To reveal the functions of human KIAA0100 gene we adopted CRISPR/Cas9 system to downregulate human KIAA0100 gene′s expression in U937cells in this study. CRISPR/Cas systems provide adaptive immunity against viruses and plasmids by using CRISPR RNAs (crRNAs) to guide the silencing of invading nucleic acids in bacteria and archaea [64]. According to Cas protein′s sequences and structures, CRISPR/Cas systems are classified into three Types (I, II and III) [64], [65], and CRISPR/Cas9 system belongs to type II systems.
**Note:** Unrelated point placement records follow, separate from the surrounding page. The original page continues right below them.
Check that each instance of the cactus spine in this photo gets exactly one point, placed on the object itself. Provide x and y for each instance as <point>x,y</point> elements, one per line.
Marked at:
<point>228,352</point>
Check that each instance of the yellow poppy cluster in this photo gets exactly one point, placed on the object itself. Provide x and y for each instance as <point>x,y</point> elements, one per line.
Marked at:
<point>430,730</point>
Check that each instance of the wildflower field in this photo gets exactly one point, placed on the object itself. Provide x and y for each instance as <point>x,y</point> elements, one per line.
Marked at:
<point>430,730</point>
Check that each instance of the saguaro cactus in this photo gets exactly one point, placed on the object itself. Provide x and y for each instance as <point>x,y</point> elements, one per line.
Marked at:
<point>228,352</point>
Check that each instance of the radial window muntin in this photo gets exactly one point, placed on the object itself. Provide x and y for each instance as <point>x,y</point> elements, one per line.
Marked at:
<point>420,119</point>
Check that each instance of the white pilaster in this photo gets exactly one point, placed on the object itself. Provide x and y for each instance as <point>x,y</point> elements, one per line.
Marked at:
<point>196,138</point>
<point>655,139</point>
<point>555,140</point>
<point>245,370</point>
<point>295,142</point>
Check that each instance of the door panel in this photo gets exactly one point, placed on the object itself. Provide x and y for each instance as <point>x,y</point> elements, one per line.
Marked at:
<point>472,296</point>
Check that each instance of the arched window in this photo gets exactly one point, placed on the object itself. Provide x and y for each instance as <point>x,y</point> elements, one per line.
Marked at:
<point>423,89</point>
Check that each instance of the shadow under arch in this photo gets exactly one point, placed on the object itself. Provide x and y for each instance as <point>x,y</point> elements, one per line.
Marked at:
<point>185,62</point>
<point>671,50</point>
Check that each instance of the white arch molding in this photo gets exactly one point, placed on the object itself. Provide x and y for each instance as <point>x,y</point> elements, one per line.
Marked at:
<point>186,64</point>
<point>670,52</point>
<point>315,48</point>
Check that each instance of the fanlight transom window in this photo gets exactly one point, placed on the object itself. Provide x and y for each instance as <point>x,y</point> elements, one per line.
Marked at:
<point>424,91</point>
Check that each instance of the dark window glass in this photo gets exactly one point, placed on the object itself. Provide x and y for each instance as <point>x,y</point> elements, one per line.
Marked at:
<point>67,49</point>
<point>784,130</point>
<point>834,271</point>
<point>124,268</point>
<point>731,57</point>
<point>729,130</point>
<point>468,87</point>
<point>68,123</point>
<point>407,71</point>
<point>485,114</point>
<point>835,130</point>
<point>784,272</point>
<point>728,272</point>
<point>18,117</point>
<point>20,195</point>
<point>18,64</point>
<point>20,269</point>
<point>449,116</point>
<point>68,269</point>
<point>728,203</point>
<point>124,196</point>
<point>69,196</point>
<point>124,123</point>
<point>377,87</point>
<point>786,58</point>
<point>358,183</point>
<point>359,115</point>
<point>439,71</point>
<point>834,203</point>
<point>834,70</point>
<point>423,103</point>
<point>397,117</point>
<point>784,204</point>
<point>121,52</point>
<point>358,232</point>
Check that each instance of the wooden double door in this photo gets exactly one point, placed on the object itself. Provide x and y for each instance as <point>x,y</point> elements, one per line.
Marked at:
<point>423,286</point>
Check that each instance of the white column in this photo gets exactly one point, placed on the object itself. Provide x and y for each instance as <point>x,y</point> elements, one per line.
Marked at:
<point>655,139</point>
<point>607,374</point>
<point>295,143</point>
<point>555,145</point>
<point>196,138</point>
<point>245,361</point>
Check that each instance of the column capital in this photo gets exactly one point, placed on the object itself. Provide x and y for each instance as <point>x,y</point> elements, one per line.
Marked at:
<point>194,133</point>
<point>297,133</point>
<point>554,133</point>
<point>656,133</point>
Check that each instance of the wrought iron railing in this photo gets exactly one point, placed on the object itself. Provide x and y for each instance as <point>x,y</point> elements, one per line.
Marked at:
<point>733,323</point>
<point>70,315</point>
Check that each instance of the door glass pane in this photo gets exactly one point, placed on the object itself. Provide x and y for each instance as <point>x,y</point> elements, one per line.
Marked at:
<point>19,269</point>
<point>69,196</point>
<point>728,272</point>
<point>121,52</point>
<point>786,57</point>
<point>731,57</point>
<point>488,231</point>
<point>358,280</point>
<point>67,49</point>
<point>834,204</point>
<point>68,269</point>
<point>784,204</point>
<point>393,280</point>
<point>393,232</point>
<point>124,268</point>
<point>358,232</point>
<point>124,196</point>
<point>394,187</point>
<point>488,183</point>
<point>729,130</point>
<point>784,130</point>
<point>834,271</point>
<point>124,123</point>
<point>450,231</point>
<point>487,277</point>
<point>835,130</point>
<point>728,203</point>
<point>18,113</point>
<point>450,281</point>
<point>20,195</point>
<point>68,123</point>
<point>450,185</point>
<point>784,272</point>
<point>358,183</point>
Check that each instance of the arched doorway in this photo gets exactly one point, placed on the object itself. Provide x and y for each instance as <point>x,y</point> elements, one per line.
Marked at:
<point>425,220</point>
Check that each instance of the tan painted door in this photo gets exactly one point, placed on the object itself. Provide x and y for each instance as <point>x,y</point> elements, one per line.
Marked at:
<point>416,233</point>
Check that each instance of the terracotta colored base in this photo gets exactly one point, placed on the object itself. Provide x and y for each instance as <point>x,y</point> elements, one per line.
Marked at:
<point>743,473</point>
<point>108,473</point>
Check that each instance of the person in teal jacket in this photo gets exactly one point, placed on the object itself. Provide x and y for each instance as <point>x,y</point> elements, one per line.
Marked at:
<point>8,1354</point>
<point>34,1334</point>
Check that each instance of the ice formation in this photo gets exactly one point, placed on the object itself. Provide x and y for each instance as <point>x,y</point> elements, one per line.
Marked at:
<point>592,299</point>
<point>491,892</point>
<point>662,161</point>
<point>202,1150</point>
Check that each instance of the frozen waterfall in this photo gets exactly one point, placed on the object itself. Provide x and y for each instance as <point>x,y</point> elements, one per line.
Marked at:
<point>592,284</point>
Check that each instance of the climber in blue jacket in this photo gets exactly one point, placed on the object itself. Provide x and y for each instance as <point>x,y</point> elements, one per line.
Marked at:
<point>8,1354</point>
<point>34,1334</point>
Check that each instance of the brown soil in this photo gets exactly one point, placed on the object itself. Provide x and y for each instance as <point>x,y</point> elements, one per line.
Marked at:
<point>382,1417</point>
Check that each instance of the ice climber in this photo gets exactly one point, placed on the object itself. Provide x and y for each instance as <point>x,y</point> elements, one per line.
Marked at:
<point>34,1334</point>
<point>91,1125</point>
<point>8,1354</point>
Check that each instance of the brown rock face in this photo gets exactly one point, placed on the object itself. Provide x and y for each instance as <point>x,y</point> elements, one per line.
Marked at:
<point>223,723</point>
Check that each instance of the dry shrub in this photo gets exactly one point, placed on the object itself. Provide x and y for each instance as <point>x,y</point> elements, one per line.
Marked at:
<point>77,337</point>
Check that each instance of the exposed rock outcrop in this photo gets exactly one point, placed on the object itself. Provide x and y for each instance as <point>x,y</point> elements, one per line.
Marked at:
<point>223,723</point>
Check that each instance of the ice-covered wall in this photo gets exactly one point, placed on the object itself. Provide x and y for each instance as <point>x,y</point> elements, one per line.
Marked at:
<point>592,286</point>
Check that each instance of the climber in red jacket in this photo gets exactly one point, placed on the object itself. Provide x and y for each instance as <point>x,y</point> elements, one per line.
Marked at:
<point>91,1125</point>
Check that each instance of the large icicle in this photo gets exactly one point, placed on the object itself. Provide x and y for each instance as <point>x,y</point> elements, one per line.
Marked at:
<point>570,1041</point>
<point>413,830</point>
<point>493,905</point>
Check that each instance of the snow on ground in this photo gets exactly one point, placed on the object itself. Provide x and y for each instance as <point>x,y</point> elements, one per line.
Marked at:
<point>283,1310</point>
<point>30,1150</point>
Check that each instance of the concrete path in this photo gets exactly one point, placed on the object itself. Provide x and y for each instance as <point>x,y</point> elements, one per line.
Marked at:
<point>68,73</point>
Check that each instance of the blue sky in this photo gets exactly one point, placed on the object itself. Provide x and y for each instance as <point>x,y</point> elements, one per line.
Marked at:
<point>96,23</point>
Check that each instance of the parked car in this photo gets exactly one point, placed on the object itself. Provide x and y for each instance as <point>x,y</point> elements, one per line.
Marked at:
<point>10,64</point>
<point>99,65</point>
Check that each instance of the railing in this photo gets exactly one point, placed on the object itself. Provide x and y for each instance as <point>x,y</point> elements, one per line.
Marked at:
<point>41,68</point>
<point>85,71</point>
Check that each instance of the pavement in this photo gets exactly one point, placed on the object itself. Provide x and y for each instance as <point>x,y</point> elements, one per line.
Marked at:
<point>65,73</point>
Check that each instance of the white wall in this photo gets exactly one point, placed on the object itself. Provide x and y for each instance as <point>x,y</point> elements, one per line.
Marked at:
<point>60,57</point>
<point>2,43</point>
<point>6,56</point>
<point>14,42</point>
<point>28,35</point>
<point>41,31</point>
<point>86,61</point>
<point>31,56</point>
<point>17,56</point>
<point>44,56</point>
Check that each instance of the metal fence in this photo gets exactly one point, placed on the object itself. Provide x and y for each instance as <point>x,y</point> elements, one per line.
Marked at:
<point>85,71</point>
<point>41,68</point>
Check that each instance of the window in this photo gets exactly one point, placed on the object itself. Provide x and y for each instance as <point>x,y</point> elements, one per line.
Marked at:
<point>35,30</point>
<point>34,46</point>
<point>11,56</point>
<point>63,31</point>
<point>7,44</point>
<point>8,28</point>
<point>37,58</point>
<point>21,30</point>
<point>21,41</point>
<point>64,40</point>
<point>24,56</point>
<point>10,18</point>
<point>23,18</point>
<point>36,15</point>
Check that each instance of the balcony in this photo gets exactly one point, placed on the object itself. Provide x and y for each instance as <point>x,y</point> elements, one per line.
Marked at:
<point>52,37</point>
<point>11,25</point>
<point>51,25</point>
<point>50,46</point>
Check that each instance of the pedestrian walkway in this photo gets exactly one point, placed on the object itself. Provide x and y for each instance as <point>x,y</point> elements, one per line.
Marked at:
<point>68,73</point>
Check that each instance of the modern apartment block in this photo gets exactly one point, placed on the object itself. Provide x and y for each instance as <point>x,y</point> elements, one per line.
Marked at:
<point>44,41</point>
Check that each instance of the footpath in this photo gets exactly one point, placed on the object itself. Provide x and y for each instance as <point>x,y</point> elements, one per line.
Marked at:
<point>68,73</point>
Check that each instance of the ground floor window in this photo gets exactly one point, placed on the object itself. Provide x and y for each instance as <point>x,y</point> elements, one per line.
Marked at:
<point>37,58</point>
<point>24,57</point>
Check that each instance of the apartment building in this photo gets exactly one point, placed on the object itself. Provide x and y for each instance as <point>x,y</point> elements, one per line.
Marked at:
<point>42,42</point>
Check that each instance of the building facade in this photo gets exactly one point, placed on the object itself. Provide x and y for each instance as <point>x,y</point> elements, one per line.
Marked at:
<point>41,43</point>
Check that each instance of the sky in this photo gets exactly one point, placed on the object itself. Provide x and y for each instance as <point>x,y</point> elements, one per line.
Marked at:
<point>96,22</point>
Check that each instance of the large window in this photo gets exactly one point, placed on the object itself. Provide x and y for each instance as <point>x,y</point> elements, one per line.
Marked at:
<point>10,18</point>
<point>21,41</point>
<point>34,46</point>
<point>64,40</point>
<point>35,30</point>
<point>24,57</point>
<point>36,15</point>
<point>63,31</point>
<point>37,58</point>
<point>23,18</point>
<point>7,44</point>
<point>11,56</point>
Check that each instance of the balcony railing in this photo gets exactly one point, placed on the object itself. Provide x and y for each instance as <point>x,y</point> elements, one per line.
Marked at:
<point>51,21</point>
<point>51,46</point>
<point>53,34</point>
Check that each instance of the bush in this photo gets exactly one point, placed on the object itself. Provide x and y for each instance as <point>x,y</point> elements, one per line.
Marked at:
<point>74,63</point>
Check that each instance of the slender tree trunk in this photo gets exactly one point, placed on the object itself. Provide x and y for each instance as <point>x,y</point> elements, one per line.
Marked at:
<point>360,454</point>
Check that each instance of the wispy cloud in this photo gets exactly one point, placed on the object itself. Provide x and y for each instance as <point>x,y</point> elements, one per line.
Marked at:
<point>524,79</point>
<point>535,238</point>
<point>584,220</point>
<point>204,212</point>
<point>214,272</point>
CRISPR/Cas9 system consist of sgRNA (a crRNA) and Cas9. Cas9 is thought to be the sole protein responsible for crRNA-guided silencing of foreign DNA in CRISPR/Cas9 system [64], [66], [67], [68]. Owing to its customizable guide RNA (gRNA) design, its genomic specificity, its efficiency, and its ability for multiplexing, Cas9 and its variants have shown great potential in the generation of genetically modified cell lines and organisms, the interrogation of dynamic gene function, improved gene therapies, and other applications [69], [70], [71], [72], [73]. Cas9's affinity to the hairpin transactivating RNA segment of the sgRNA sequences enables its assembly into an active targeted nuclease, then the sgRNA and Cas9 protein form RNA-protein complexes to cut both strands of the DNA that can be repaired by non-homologous end joining (NHEJ). NHEJ could cause insertions or deletions in the DNA that can result in frame-shifting and disruption of the gene [74], [75]. Here, we selected the most efficient sgRNA (KD-2 sgRNA), successfully downregulated of human KIAA0100 gene expression by CRISPR/Cas9 system. The results showed that the downregulation of human KIAA0100 gene expression suppressed the proliferation of U937 cells, and increased the percentage of apoptotic cells in U937 cells. These data indicate that human KIAA0100 gene is a novel anti-apoptotic factor related to carcinogenesis or progression in acute monocytic leukemia.

4. Conclusion

This is the first report on the functional characterization of human KIAA0100 gene in the world. On the first place, the bioinformatic prediction showed that human KIAA0100 gene was located on 17q11.2, and human KIAA0100 protein was located in the secretory pathway. Besides, human KIAA0100 protein contained a signalpeptide (1-MPLFFSALLVLLLVALSALFLGRWLVVR-29), a transmembrane region (5-SALLVLLLVALSALFLGRWLV-27), three types of secondary structures (alpha helix, extended strand, and random coil), and four domains from FMP27. On the second place, the observation on functional characterization of human KIAA0100 gene revealed that its downregulation inhibited cell proliferation, promoted cell apoptosis in U937 cells. In conclusion, these results suggest that human KIAA0100 gene possibly comes within mitochondrial genomes; moreover, it is a novel anti-apoptotic factor related to carcinogenesis or progression in acute monocytic leukemia, and may be a potential target for immunotherapy against acute monocytic leukemia.